Treatment of epilepsy with available AEDs is often a compromise between efficacy, safety and tolerability, and ease of use. Levetiracetam (LEV) represents an advance in the treatment of seizures. LEV has unique and favorable pharmacokinetic profile that includes rapid and complete oral absorption, minimal protein binding, no hepatic metabolism, renal clearance and a half-life of 6-8 hours. These properties made us use LEV in post stroke seizure patients. We report our experience on the safety and efficacy of LEV in post stroke seizure patients. We retrospectively studied the post stroke seizure patients that received LEV from 2001 to 2003.
We were able to retrieve 45 post stroke seizure patients on LEV for 2 years. We reviewed the demographic data, number of seizures, primary diagnosis, date of hospitalization, reason for admission, starting and final dose of LEV.
The diagnostic studies CT/MRI, laboratory values of renal, hepatic, hemotological dysfunctions were charted. Any side effects, other AEDs and other medications were recorded. Particular attention was paid to any drug interactions and any side effects that lowered or increased dose of LEV. Starting dose was 500mg bid (range 250 to 2000mg). Oral loading of 1500 to 3000mg was done in 3 patients with recurrent seizures, 2 with status epilepticus (as add-on to iv fosphenytoin). The patients were followed up for 2 years. Age range of patients on LEV was 41 to 90 years, these were 19 men, 26 women. 24 had ischemic stroke and 21 had hemorrhagic stroke (ICH 11, Subdural hematoma 3, SAH 3, hemorrhagic conversion 4). 24 patients came to the hospital due to first seizure.
LEV was used as monotherapy in 24 patients and as add-on therapy in 21 patients.
20/24 (83%) patients on monotherapy and 18/21 (86%) on add-on therapy were completely seizure free. 2 patients experienced recurrent seizures on LEV. Their dosage was increased from 250mg to 750mg and from 500mg to 1500mg. 1 other patient had LEV withdrawal seizures.

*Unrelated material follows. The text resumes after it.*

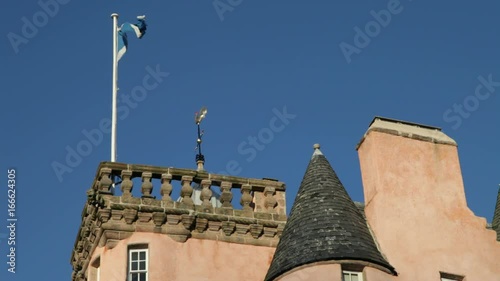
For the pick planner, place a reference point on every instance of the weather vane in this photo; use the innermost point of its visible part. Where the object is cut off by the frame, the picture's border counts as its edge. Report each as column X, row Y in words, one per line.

Sedation was reported by 6 (13%) patients, dizziness by 2 (4.5%), psychiatric changes by 2 (4.5%). Only 2 (4.5%) discontinued due to side effects. Among the other AEDs phenytoin was given to 10 patients, iv fosphenytoin 8, sodium valproate 2, phenobarbital 1 and trileptal 2.
No interactions of LEV with other medications ie warfarin, aspirin, plavix, tPA, digoxin, antihypertensives, statins were noted. In particular no change in INR or Prothrombin time was noticed. Levetiracetam is an effective AED in post stroke seizures as mono and add-on therapy. Its low adverse-effect profile, lack of protein binding and no hepatic clearance makes it a drug of choice. In patients with stroke/multiple medical problems on multiple medications , it should be considered as first-line AED.